Les « 20 % », nouvelle fracture française, par Sébastien Le Fol
Thé, Chirac, repentance, Nixon… L’ancien ministre des Affaires étrangères Hubert Védrine publie un « Dictionnaire amoureux de la géopolitique » (Plon/Fayard). Une leçon d’histoire toute personnelle.

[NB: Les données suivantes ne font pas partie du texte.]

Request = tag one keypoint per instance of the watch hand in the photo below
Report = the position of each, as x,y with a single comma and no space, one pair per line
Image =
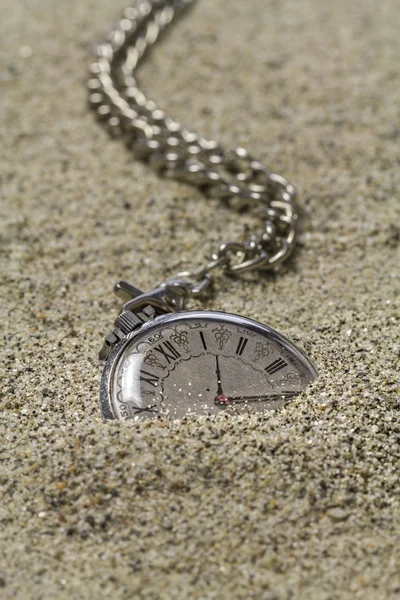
227,400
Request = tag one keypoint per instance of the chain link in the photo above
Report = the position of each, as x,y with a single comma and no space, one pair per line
233,176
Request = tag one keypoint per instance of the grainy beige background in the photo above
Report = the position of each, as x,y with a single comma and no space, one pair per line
299,504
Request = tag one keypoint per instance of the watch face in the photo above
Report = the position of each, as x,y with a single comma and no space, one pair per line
202,363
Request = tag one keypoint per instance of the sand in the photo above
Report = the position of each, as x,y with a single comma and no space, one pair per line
296,504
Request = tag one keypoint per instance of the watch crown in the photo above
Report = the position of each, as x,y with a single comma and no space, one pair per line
127,322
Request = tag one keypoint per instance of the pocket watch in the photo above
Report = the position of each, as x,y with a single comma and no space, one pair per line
162,360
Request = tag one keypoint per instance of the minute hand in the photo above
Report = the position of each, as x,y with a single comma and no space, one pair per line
243,399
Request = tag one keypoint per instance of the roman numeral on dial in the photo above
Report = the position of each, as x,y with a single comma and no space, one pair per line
275,366
149,378
169,352
203,341
241,345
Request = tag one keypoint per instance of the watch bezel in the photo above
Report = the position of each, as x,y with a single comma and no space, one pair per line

De l’ancien collaborateur de François Mitterrand à l’Élysée on attendait une somme sérieuse et articulée sur la marche du monde, un peu de prospective ou un flot de souvenirs croustillants sur quelques rencontres improbables qui ont changé le cours de l’Histoire. Mais voilà, Hubert Védrine, qui fut aussi le ministre des Affaires étrangères (de 1997 à 2002) de Jacques Chirac et de Lionel Jospin, s’est déjà livré à cet exercice dans une quinzaine d’ouvrages, où il a partagé ses analyses et ses convictions. Cette fois-ci, l’objet est différent, presque jubilatoire. Malicieux, certainement. Avec la publication de son Dictionnaire amoureux de la géopolitique (Plon/ Fayard), Védrine nous offre une sorte de promenade de Waterloo à Yalta, où l’on croise Fernand Braudel et Talleyrand sous le regard amusé de Lech Walesa, d’Alexandre le Grand et de Bismarck. Le mot « dictionnaire » est trompeur. Car l’exercice de Védrine, avec ses dizaines d’entrées, est surtout subjectif. Il ne cache rien de ses passions et assume quelques définitions très personnelles. Un peu comme si l’ancien jeune homme d’à peine 30 ans qui prenait religieusement en note le contenu des discussions entre Deng Xiaoping et Mitterrand avait ■
voulu, quatre décennies plus tard, fournir à l’« honnête ■ homme » quelques-unes des clés intemporelles pour comprendre le XXIe siècle, ce drôle de moment (nous y sommes !) où tout bascule. Un petit bréviaire pour ne pas céder au vertige.
Le Point: Nous comptions sur vous pour nous éclairer sur le monde tel qu’il va. Pour décrypter Joe Biden, Xi Jinping et Vladimir Poutine… Et, au lieu de ça, vous nous faites redécouvrir, entre autres, le traité de Westphalie. Pourquoi ?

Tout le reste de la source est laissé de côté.